精通
英语
和
开源
,
擅长
开发
与
培训
,
胸怀四海
第一信赖
Project Overview
In this notebook, you will build a deep neural network that functions as part of an end-to-end automatic speech recognition (ASR) pipeline!
We begin by investigating the LibriSpeech dataset that will be used to train and evaluate your models. Your algorithm will first convert any raw audio to feature representations that are commonly used for ASR. You will then move on to building neural networks that can map these audio features to transcribed text. After learning about the basic types of layers that are often used for deep learning-based approaches to ASR, you will engage in your own investigations by creating and testing your own state-of-the-art models. Throughout the notebook, we provide recommended research papers for additional reading and links to GitHub repositories with interesting implementations. 我们首先研究将用于训练和评估模型的LibriSpeech数据集。您的算法首先将将任何原始音频转换为常用于ASR的要素表示。然后,您将继续构建可以将这些音频特征映射到转录文本的神经网络。在了解了常用于基于深度学习的ASR方法的基本图层类型后,您将通过创建和测试自己最先进的模型来参与自己的调查。在整个笔记本中,我们提供了推荐的研究论文,以便进行额外阅读,并通过有趣的实现链接到GitHub存储库。
Project Instructions
Amazon Web Services
This project requires GPU acceleration to run efficiently.

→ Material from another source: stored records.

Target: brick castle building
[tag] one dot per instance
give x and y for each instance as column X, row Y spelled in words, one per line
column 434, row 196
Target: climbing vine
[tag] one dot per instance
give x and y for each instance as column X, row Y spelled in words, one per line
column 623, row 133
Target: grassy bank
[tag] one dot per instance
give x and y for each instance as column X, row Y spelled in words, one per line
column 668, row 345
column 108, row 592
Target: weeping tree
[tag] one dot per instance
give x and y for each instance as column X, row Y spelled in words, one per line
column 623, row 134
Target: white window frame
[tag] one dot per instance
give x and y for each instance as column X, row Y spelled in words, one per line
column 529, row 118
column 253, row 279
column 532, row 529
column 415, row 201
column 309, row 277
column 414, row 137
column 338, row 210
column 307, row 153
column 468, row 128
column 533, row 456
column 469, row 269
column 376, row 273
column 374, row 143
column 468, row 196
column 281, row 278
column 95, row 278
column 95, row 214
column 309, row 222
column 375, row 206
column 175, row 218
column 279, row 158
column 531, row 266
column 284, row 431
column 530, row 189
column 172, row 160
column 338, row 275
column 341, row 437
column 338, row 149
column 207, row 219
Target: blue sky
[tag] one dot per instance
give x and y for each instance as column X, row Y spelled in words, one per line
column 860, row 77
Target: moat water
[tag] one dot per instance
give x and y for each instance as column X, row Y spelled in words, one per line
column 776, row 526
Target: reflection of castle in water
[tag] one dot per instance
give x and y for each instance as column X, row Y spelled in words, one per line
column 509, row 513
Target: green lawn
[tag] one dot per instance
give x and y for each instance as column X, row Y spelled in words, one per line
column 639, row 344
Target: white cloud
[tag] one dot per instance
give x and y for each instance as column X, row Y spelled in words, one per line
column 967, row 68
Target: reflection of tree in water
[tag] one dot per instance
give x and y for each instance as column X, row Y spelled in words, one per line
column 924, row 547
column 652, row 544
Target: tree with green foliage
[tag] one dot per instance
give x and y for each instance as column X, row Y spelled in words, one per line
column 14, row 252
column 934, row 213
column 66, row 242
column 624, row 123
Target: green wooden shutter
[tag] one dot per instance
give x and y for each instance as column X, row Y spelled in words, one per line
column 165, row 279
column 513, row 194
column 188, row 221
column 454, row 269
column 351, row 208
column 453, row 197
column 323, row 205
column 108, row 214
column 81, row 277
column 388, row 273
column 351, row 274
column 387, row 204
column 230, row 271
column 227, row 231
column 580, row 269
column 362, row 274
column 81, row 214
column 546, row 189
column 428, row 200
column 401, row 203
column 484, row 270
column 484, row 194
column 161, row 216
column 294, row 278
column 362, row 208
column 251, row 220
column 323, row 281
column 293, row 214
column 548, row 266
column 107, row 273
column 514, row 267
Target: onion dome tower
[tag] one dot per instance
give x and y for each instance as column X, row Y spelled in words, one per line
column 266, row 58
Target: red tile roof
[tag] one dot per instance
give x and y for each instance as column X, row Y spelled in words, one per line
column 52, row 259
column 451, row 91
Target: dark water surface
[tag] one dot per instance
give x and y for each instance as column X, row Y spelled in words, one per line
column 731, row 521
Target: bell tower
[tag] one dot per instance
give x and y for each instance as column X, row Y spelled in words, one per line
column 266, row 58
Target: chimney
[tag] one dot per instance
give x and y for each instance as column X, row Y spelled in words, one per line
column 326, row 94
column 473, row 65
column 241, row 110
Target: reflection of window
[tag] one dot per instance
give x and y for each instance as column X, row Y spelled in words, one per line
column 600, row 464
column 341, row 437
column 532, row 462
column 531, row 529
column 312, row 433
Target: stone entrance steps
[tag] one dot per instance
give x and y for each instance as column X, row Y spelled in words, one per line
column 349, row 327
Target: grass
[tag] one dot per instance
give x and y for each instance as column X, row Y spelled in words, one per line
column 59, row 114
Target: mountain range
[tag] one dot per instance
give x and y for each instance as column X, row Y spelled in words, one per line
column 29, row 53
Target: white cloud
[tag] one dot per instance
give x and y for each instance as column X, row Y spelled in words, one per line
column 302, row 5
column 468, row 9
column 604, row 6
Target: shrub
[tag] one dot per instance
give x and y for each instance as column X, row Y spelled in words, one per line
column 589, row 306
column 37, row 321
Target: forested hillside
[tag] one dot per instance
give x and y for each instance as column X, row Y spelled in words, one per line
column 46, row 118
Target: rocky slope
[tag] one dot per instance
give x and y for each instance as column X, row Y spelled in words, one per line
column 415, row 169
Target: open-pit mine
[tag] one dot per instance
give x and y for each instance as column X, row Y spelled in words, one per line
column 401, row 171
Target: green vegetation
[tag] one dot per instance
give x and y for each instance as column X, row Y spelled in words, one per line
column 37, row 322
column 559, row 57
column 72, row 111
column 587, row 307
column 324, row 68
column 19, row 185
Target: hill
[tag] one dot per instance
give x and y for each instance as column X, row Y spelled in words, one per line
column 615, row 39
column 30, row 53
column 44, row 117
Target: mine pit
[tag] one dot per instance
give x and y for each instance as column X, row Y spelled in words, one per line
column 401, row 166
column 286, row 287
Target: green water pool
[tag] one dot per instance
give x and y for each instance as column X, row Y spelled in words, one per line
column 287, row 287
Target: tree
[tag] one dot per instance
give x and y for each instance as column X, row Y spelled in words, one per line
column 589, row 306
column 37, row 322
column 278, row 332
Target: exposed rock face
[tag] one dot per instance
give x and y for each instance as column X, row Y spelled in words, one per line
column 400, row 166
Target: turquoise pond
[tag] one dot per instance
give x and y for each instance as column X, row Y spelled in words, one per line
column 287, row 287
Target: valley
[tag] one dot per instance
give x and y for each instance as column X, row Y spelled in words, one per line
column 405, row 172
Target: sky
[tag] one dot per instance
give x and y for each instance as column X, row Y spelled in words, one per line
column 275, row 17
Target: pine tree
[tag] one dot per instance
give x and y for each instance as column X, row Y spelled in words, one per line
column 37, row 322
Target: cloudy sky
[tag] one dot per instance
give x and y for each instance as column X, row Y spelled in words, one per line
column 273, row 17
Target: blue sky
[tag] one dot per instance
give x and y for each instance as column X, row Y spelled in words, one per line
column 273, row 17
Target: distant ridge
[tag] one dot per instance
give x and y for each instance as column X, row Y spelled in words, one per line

Please refer to the Udacity instructions for setting up a GPU instance for this project, and refer to the project instructions in the classroom for setup. link for AIND students该项目需要GPU加速才能有效运行。有关为此项目设置GPU实例的信息,请参阅Udacity说明,并参阅教室中的项目说明进行设置。
You should run this project with GPU acceleration for best performance. 您应该使用GPU加速运行此项目以获得最佳性能
git clone https://github.com/udacity/AIND-VUI-Capstone.git
cd AIND-VUI-Capstone
pip install -r requirements.txt
注意:在训练模型0的第一个时期之后,Keras / Windows错误可能会出现此错误:‘rawunicodeescape’ codec can’t decode bytes in position 54-55: truncated \uXXXX 。要解决这个问题:
浏览到Libav网站
cd ..
python create_desc_json.py LibriSpeech/dev-clean/ train_corpus.json
python create_desc_json.py LibriSpeech/test-clean/ valid_corpus.json
python -m ipykernel install --user --name aind-vui --display-name "aind-vui"
jupyter notebook vui_notebook.ipynb
Suggestions to Make your Project Stand Out!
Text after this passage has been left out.